Além disso, as marcas afetivas deixadas por vivências anteriores modificam o entendimento sobre um conceito e lhe dão um sentido singular, porque subjetivo. O filho pode ter internalizado um conceito de cachorro com tonalidades afetivas de ternura e alegria, cuja imagem remete a experiências que teve com filmes, desenhos animados e cachorros que viu e com que brincou na casa de outras pessoas. A mãe, por sua vez, pode ter crescido ouvindo referências negativas a esse animal, pois seus pais também não gostavam, ou mesmo pode já ter sido atacada por um cão violento, internalizando assim um conceito de cachorro matizado pelo medo e pela repulsa.

Assim, mesmo que ambas compreendam objetivamente a que o significado da palavra se refere, os sentidos desta podem variar praticamente ao infinito. A palavra é, portanto, uma interface necessária à comunicação entre as consciências – que para Vigotski (1934/2010b) não pode se dar de forma imediata, mas somente tomando por ponte os signos, com seus significados compartilhados e sentidos compreendidos. Ao mesmo tempo, a palavra impõe um limite natural à comunicação do pensamento, pois não se podem controlar os sentidos que adquirirá ao ser assimilada pelo interlocutor.

Considerar as funções superiores necessariamente mediadas por elementos culturais têm uma séria implicação: o funcionamento psicológico humano deixa de ser um atributo da espécie, sujeito à evolução biológica, e passa a ser um atributo do grupo sociocultural, sujeito à evolução histórica.

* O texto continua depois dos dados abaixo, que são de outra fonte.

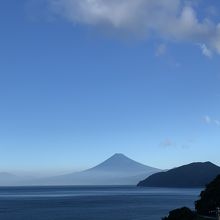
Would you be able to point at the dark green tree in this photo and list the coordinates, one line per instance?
(181, 214)
(209, 198)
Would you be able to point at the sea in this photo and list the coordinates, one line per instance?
(92, 202)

Assim,

Um ponto central desse método é que todos os fenômenos sejam estudados como processos em movimento e mudança. Em termos do objeto da psicologia, a tarefa do cientista seria a de reconstruir a origem e o curso do desenvolvimento do comportamento e da consciência. Não só todo fenômeno tem sua história, como essa história é caracterizada por mudanças qualitativas (mudanças na forma, estrutura e características básicas) e quantitativas. (COLE; SCRIBNER, 2007, p. XXV)

Estudar o desenvolvimento, portanto, é estudar a história das interações do sujeito com o meio, que é a sua fonte. “Meio” não é entendido aqui como mero ambiente físico- biológico, mas sobretudo cultural e repleto de outros. É sob esse paradigma que, na próxima seção, convido mais alguns interlocutores para somarem o tópico da experiência à conversa.